June 03, 2017
Learning the Hard Way: Postgres Recovery from the File System
There are some lessons in life that are perhaps better learned the hard way. That you should have a proper backup system for your data is not one of them. And it's especially not a lesson to learn the hard way when you have been building and working with computers for nearly two decades. But so it goes.
Earlier this week, I had a hard disk fail in one of my servers that doubles as my main workstation. It wasn't the first time I have had a disk fail (or even the first time one has failed in this particular machine), but it was by far the most damaging instance. For reasons that now escape me, I never bought a second hard drive to setup a RAID 1 mirror when I upgraded the system a couple years back (which I normally always do for this system), nor did I ever get my regular backup system running after the upgrade. Even more inexplicably, during that same time period, I went from using that machine solely for development to using it host my definitive photo database (described here).
So you can imagine how I felt when the computer refused to boot after an update. After several consecutive nights of staying up into the wee hours, I can say that I've almost brought things back to normal. No part of the process was pleasant, but by far the worst of it was trying to recover the Postgres database cluster from the file system because my database backups generated by pg_dump
were too old.
Given the significant complexity involved with this chore, I thought I would document it here for posterity. Read on for more detail (if you must).
Background
The machine in question was running Postgres 9.4 on FreeBSD. The disk failure I mentioned above resulted in several sectors across multiple file systems becoming unreadable. After some effort, I was able to boot into the system with an old kernel, and then using rsync
, transfer much of the data to a new drive I had purchased and installed. Some files and directories couldn't be transferred due to bad blocks and sectors on the disk, however, which is where I first saw that my Postgres database was going to be affected.
While most of the data directory for the cluster was salvaged, notably the directory data/global
was all unreadable. To make matters worse, running fsck
on the damaged file system resulted in a bunch of files in the lost found
directory without file names. After looking at a clean install of the Postgres data directory and realizing that almost all the file names in the global
directory are arbitrary numbers (I think mapping to the Postgres OID of the system object), I almost gave up. Trying to map the unnamed binary files to arbitrary numbers in the global
directory seemed like an intractable problem.
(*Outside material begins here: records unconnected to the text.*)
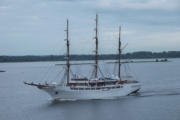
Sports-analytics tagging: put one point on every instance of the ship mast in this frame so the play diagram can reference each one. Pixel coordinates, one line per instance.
(96, 50)
(67, 54)
(119, 55)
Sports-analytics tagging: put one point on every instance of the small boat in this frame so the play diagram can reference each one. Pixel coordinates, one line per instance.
(84, 88)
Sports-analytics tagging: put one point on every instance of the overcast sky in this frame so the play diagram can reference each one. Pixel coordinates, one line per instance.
(36, 27)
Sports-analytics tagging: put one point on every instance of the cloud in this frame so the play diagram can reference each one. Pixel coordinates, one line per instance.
(146, 4)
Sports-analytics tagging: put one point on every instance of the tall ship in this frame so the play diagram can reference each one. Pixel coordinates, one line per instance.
(96, 87)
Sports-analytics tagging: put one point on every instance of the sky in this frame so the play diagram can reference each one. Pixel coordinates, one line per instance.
(36, 27)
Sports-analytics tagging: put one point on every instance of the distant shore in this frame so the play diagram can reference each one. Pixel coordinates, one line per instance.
(133, 55)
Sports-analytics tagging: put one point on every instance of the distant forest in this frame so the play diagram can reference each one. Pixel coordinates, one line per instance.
(134, 55)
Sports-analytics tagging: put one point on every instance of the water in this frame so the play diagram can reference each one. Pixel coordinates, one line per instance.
(159, 98)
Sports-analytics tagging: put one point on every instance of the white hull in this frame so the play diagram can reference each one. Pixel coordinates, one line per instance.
(66, 93)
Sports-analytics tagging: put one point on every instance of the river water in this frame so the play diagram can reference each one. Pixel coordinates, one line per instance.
(158, 99)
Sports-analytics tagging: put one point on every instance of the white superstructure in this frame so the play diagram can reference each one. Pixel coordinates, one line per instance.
(76, 88)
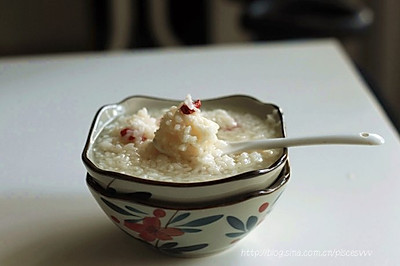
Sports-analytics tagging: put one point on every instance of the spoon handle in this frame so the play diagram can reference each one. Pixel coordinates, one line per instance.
(357, 139)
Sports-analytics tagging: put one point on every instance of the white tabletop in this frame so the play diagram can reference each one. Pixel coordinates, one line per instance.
(341, 199)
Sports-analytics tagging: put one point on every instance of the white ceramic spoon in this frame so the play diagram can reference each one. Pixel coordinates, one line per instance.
(263, 144)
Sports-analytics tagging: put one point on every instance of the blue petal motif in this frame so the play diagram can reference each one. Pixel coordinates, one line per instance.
(180, 217)
(251, 222)
(235, 223)
(116, 208)
(203, 221)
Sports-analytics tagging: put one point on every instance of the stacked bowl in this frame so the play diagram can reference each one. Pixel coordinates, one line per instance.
(187, 219)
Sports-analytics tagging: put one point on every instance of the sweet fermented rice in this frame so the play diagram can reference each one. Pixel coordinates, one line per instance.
(126, 144)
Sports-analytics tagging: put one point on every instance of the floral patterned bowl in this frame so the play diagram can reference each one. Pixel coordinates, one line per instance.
(184, 192)
(191, 229)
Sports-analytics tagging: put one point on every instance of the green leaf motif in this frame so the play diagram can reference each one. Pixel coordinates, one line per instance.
(235, 223)
(190, 230)
(135, 210)
(116, 208)
(180, 217)
(203, 221)
(187, 248)
(234, 234)
(133, 221)
(251, 222)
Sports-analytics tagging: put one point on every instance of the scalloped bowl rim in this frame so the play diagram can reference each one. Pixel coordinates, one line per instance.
(249, 174)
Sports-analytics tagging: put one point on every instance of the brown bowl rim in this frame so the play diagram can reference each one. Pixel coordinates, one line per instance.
(279, 182)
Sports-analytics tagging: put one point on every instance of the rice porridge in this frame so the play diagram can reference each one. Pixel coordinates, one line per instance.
(183, 144)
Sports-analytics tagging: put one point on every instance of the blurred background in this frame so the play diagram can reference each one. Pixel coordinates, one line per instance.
(368, 29)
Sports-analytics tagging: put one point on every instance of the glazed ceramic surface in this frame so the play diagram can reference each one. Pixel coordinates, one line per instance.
(183, 192)
(189, 229)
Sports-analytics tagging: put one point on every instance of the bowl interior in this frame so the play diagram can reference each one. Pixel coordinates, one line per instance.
(131, 105)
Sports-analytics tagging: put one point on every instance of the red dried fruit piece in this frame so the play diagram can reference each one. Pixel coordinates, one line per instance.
(123, 132)
(187, 111)
(197, 104)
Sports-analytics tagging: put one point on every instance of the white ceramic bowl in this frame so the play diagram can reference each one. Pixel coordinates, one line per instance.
(189, 229)
(184, 192)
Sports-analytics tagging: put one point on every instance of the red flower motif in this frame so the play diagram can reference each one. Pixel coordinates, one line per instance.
(151, 230)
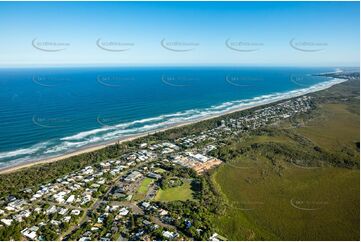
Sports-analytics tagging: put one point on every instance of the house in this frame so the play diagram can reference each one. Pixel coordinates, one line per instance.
(154, 175)
(169, 235)
(29, 234)
(7, 222)
(133, 176)
(70, 199)
(75, 212)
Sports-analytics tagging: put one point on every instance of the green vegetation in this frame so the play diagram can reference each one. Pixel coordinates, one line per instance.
(143, 188)
(298, 180)
(179, 193)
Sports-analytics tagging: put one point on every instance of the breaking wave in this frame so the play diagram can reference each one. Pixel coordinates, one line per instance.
(109, 133)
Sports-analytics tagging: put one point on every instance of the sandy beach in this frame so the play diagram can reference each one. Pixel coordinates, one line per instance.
(23, 165)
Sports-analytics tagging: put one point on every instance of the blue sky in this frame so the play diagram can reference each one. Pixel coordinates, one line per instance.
(193, 33)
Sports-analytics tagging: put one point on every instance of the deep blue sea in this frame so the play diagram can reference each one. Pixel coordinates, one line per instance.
(52, 111)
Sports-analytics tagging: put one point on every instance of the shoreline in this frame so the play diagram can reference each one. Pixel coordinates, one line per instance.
(95, 147)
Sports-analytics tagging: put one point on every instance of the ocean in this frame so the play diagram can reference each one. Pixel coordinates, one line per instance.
(52, 111)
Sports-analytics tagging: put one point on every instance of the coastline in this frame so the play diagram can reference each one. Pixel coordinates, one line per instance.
(95, 147)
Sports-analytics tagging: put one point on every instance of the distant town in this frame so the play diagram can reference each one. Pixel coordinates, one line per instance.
(121, 199)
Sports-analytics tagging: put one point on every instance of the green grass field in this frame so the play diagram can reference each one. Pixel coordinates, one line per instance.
(298, 203)
(143, 188)
(180, 193)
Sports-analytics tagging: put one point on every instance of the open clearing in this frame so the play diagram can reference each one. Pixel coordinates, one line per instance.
(180, 193)
(299, 203)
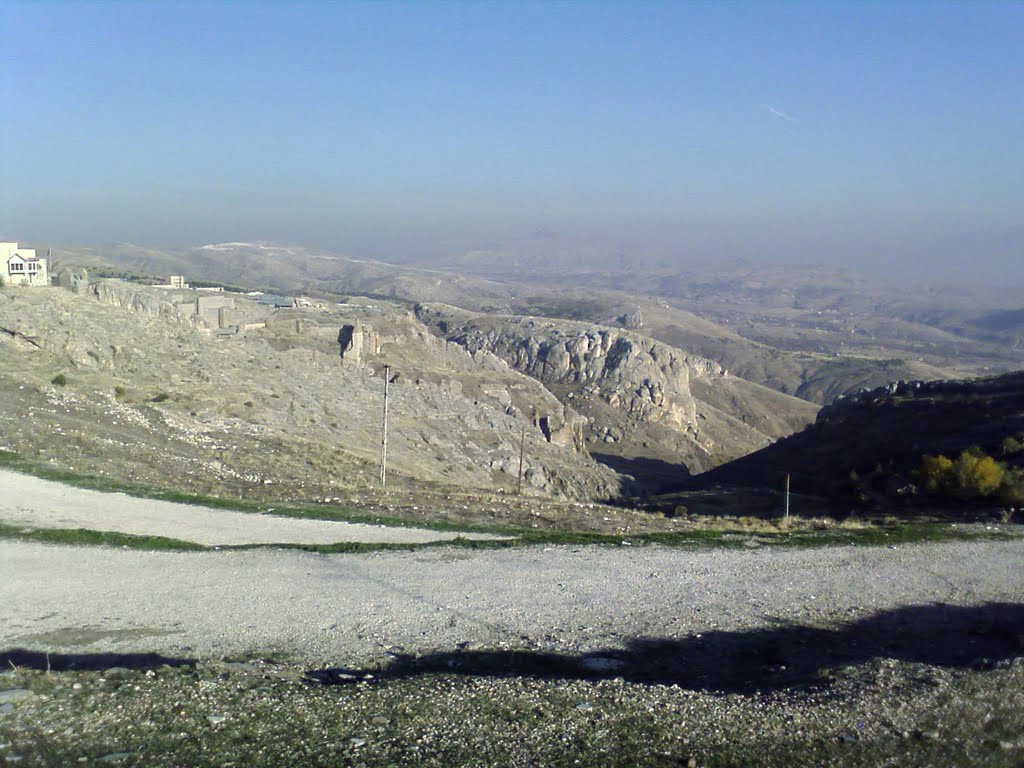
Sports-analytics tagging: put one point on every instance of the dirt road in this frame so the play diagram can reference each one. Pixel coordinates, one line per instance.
(28, 501)
(356, 607)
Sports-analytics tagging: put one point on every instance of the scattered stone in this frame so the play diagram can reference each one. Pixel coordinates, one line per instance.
(15, 694)
(115, 757)
(602, 664)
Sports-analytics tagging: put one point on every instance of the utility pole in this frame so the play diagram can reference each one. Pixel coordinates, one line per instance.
(522, 450)
(387, 377)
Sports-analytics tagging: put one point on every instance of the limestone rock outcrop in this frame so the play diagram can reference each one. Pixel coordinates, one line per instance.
(646, 379)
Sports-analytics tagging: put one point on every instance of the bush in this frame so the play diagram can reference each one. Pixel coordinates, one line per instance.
(977, 474)
(972, 475)
(1011, 445)
(936, 474)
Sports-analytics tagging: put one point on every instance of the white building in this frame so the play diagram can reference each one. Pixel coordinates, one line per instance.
(20, 266)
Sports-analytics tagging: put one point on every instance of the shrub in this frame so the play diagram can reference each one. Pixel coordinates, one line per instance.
(1011, 445)
(977, 474)
(936, 474)
(972, 475)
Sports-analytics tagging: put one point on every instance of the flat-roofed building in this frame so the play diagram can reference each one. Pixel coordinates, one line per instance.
(20, 266)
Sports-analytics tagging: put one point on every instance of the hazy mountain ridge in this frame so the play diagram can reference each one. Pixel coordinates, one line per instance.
(814, 333)
(891, 428)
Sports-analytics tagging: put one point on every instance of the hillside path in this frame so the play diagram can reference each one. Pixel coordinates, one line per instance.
(356, 607)
(32, 502)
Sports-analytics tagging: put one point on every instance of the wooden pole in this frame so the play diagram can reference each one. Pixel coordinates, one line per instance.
(387, 377)
(522, 451)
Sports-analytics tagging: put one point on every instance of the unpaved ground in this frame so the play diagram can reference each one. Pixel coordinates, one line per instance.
(29, 501)
(354, 608)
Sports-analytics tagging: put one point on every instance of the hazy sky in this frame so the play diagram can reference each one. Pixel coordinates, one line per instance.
(883, 135)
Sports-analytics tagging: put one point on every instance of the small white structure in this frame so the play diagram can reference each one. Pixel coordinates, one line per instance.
(20, 266)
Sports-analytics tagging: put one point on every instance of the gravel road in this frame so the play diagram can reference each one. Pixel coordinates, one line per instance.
(29, 501)
(349, 608)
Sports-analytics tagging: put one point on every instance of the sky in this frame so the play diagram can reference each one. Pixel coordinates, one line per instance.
(887, 137)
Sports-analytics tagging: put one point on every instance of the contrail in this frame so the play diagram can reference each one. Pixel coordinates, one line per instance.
(780, 114)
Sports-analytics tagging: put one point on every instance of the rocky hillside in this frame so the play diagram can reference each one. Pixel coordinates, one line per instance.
(156, 386)
(887, 430)
(644, 399)
(810, 333)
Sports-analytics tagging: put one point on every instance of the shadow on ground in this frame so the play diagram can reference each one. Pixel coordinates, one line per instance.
(35, 659)
(649, 475)
(769, 658)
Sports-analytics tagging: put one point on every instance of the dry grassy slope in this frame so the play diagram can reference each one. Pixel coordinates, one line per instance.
(263, 409)
(814, 334)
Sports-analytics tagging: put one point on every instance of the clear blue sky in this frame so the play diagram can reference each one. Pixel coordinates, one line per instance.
(885, 135)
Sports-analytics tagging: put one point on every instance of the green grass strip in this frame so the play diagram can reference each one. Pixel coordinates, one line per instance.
(83, 537)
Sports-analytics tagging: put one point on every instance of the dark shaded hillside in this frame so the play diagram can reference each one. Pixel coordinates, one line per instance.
(890, 427)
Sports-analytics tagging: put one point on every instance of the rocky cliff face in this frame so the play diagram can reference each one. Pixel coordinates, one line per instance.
(641, 377)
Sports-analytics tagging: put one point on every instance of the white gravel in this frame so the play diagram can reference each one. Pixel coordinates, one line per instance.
(355, 607)
(28, 501)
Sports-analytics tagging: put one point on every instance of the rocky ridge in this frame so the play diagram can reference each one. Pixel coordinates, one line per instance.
(637, 393)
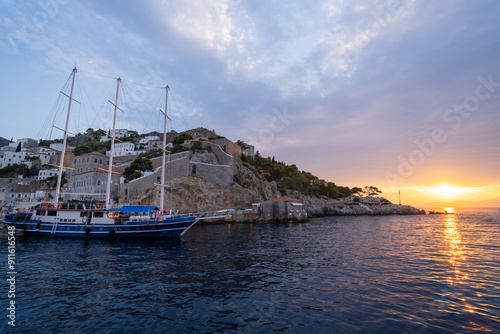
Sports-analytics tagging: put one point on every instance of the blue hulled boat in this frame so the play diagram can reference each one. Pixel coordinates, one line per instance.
(80, 220)
(95, 220)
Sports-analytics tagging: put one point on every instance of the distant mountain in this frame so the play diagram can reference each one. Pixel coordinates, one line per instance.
(492, 203)
(4, 142)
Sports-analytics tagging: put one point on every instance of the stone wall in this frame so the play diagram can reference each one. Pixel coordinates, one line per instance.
(176, 166)
(228, 146)
(219, 174)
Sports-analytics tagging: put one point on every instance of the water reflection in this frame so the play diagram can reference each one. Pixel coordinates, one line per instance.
(455, 250)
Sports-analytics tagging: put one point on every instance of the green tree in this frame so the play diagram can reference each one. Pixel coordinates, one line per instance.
(180, 139)
(136, 168)
(82, 149)
(371, 191)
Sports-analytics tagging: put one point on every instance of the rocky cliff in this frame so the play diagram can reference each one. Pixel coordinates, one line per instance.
(194, 194)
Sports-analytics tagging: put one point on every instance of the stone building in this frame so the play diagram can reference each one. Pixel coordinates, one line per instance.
(88, 162)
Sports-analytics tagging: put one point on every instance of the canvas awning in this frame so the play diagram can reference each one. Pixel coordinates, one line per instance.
(136, 208)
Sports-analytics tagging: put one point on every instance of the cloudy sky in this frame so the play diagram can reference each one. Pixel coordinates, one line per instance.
(395, 94)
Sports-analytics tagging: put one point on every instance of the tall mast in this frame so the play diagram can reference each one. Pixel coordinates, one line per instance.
(110, 167)
(61, 164)
(164, 147)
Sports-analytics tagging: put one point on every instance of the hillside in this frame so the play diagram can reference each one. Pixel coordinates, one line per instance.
(4, 142)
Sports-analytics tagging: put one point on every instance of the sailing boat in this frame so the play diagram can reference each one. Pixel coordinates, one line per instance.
(91, 220)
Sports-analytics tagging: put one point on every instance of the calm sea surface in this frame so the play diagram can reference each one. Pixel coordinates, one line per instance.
(416, 274)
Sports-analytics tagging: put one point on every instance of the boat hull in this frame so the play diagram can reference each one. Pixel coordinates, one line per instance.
(173, 227)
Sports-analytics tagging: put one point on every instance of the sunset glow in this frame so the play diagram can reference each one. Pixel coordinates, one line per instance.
(445, 193)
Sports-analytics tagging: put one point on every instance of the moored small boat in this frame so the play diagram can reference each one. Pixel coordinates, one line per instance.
(97, 220)
(80, 220)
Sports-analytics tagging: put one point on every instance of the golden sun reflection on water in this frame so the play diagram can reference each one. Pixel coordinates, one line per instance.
(456, 254)
(455, 250)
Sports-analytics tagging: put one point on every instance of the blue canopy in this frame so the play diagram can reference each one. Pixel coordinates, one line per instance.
(136, 208)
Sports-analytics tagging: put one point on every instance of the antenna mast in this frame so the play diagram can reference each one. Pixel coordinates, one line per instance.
(63, 153)
(112, 152)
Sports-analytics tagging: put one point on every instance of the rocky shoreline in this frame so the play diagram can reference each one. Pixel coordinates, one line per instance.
(193, 194)
(326, 210)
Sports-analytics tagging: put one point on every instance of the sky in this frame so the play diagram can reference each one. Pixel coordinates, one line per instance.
(394, 94)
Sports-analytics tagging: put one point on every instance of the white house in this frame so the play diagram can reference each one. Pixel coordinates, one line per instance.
(11, 158)
(123, 149)
(46, 173)
(146, 139)
(59, 147)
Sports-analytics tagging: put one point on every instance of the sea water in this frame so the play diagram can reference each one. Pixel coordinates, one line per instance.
(385, 274)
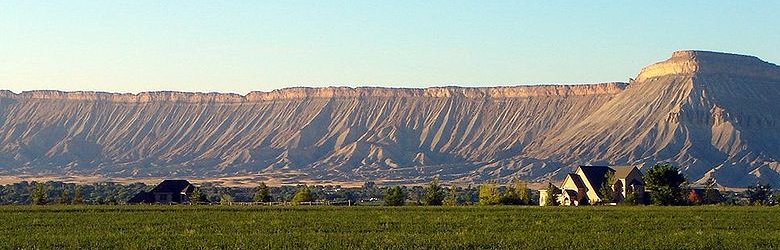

After studying the Postgres internals, however, I realized that my databases were probably intact because they are stored in the base
folder; if I could get enough of the global
directory restored, perhaps I could get the server to run for long enough to dump the data.
pg_filedump
to the Rescue
After several hours of research, I came across this article that was on point (albeit for an older version of Postgres) and discovered the pg_filedump
utility, which prints out Postgres binary files in a (somewhat) human-readable format. Unfortunately, the port for this utility on FreeBSD had fallen into disrepair, so I had to compile the program myself.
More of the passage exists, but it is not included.